Most of us can understand what it must be like to get a
divorce and engage in a bitter custody war. In this modern world, such drama is
all too familiar - if we haven’t lived through the dissolution of a marriage in
our own families, we have friends and acquaintances who have gone through it,
and we know it is never pretty.
What is harder to imagine is the level of devastating pain
and misery faced by women and men like the late Deb Tambor, who are members of
strict and cloistered ultra-Orthodox Jewish enclaves, after they divorce and
leave those communities.
Not only did Tambor have to do battle with her ex-husband
and her family in her fight to keep her connection with her children, but an
entire community, including her own family members. On Friday, that pain became
too much, and Tambor, 33, who was suffering from depression, died of an
overdose that her friends believe was intentional - suicide.
What has lent her individual tale such impact is the fact
that it echoes the experiences of many others like her. Her suicide has clearly
rocked the close-knit online community of former ultra-Orthodox Jews who
populate numerous blogs and Facebook groups that exist to support those who
have gone, as they call it, “Off the Derech” (OTD) - strayed from the path of Orthodoxy. Tambor
was an active member of several of these groups.

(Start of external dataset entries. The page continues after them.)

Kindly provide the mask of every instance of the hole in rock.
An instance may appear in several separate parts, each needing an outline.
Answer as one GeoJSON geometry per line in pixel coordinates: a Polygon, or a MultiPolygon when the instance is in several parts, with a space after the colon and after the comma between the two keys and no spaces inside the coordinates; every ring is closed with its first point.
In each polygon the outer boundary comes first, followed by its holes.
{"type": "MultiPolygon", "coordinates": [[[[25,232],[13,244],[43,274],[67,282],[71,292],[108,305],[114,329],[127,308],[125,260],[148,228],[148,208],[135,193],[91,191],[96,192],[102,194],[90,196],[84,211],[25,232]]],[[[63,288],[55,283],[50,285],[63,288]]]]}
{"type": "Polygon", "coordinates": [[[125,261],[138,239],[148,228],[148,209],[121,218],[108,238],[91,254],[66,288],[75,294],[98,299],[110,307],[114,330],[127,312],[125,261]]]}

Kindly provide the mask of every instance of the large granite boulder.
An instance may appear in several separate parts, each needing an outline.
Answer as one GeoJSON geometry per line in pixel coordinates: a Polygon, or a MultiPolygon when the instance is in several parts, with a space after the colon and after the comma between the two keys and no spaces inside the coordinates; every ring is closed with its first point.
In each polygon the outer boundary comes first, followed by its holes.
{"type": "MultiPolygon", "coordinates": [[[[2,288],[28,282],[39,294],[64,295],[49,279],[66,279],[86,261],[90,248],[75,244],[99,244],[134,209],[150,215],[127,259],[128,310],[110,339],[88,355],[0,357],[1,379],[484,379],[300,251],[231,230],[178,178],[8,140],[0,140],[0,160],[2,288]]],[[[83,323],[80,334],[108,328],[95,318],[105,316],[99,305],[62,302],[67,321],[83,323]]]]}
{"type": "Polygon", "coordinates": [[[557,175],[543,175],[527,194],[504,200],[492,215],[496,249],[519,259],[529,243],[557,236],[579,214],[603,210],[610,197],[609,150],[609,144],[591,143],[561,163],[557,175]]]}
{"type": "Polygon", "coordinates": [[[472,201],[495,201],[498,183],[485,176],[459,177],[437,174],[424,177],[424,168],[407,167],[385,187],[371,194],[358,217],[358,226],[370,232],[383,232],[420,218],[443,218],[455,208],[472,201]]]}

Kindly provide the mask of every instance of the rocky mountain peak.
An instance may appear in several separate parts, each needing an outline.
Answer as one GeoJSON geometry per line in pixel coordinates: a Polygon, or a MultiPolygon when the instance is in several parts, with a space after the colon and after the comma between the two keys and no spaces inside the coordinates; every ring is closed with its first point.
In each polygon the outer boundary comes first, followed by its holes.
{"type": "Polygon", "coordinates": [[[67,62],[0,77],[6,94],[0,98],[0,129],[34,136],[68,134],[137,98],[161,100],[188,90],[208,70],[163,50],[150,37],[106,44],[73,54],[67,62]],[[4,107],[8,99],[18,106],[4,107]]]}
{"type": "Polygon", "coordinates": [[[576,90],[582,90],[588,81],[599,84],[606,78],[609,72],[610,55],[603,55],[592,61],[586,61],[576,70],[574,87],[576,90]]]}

Less than 48 hours after news of her death emerged, an
outpouring of sad and furious posts from those who knew her both in real life
and online had already appeared on the Internet. Her fellow travellers viewed
her apparent suicide as more than an individual tragedy, and their posts shine
a spotlight into a world of conflict and pain with which most of us are
blessedly unfamiliar, alerting us to the injustices that occur in that
world.
Rebecca M. Ross, an activist who counters ultra-Orthodox
‘outreach’ efforts and moderates a Facebook page for the formerly Orthodox
wrote in her blog:
““I know that many will claim that this was an isolated
incident. Except that the only thing isolated about this is the fact that it
ended in suicide. Women who want to leave ultra-orthodox Jewish communities are
often held hostage by motherhood. Being denied access to your children, or
having to fight to retain custody is a powerful deterrent to leaving. I know
several women on the many forums in which I post, who have been through, or are
currently dealing with similar situations. These are good people who want
nothing more than to be good parents but without being chained to a community
in which they don't wish to belong. There is nothing Jewish about turning
children against their parents, whether it exists in kiruv (outreach) circles
or in off the derech (off the path of orthodoxy) circles.”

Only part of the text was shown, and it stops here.